Не успел я положить трубку, как раздался звонок.
– Есть еще один случай, – послышался энергичный голос Майло. – Слабоумная девочка, задушена.
– Быстро ты.
– Это не из архивов, Алекс. Это свежак. Буквально несколько минут назад меня вызвали по радио. Велели ехать в Юго-западный сектор, это рядом с Двадцать восьмой улицей. Если поторопишься, увидишь жертву до того, как ее увезут. Я в школе. Начальная школа имени Букера Вашингтона.
Глава 11
Юго-западный сектор находился в двадцати милях от парка, где Айрит Кармели нашла свою смерть. По бульвару Сансет я доехал до Ла Сьенеги, взял южнее в Сан-Висенте и неподалеку от Ла Бри влился в автостраду на Санта-Монику. Добравшись до Вестерн-авеню, на приличной скорости миновал несколько кварталов. Машин на дороге почти не было, пока я ехал вдоль заколоченных зданий и огороженных сгоревших во время уличных беспорядков в городе домов. Если их не стали восстанавливать сразу после беспорядков, то теперь и подавно никто не возьмется. На светло-сером, белесом небе появились первые голубые просветы.
Начальная школа имени Букера Т. Вашингтона занимала старую мышиного цвета постройку, стены которой были обезображены рисунками и надписями. Игровые площадки, все в ямах и рытвинах, обнесены подобием забора, ничуть не мешавшего юным вандалам оттачивать на школьном дворе свои разрушительные способности.

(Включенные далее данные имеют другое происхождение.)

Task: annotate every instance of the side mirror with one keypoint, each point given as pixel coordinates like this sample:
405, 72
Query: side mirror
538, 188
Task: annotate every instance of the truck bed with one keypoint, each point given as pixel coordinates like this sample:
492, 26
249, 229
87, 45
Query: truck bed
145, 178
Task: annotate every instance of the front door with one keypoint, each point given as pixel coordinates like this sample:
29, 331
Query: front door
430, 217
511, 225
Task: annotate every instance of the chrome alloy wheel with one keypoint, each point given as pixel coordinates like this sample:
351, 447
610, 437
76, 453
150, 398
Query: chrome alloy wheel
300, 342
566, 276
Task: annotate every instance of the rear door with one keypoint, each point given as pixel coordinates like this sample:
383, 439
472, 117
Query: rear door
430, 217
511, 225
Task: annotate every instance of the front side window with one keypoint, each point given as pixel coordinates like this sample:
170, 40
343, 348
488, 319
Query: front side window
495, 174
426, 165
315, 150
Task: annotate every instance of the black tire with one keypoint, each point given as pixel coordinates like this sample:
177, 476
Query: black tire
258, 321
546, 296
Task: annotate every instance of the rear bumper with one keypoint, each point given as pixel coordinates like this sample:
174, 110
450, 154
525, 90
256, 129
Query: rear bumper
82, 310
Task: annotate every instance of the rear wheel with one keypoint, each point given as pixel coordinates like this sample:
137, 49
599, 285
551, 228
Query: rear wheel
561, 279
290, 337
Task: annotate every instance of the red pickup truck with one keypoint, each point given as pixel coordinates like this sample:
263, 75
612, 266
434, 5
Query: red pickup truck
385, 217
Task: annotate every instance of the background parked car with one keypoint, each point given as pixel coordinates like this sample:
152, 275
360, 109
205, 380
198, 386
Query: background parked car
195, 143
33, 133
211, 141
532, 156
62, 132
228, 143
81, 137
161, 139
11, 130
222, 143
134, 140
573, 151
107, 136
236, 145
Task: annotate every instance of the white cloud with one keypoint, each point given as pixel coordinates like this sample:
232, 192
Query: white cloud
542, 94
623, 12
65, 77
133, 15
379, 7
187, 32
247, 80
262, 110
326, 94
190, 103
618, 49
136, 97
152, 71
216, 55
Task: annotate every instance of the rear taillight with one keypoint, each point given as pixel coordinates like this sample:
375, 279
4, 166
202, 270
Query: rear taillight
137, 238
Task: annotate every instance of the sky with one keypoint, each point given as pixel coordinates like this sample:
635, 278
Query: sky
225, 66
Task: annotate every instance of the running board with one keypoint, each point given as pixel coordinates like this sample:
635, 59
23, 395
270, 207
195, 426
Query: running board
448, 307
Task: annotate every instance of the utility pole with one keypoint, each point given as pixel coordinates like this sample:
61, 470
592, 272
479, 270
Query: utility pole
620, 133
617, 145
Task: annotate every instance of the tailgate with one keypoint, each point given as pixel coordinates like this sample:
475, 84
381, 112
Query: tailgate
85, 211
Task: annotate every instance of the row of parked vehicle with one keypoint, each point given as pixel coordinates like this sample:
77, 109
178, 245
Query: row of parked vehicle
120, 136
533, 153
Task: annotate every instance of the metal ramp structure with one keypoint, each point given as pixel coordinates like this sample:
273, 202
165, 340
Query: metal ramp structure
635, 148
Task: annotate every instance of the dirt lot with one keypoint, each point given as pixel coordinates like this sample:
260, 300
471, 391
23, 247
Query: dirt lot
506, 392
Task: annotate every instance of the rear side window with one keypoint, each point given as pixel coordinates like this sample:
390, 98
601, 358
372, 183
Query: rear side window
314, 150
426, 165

Я оставил машину на Двадцать восьмой улице, рядом с главными воротами – распахнутыми настежь, но при одетом в униформу страже. В южном, дальнем от меня углу спортивных площадок между подвесными лестницами и качелями стояли полицейские автомобили, автобус с экспертами и машина коронера. Оранжевая лента делила весь участок надвое. В другой его половине под надзором учителей и их помощников продолжали бесноваться дети. Слышался беззаботный ребячий смех и гомон. Однако взрослые смотрели не на них, а в прямо противоположную сторону.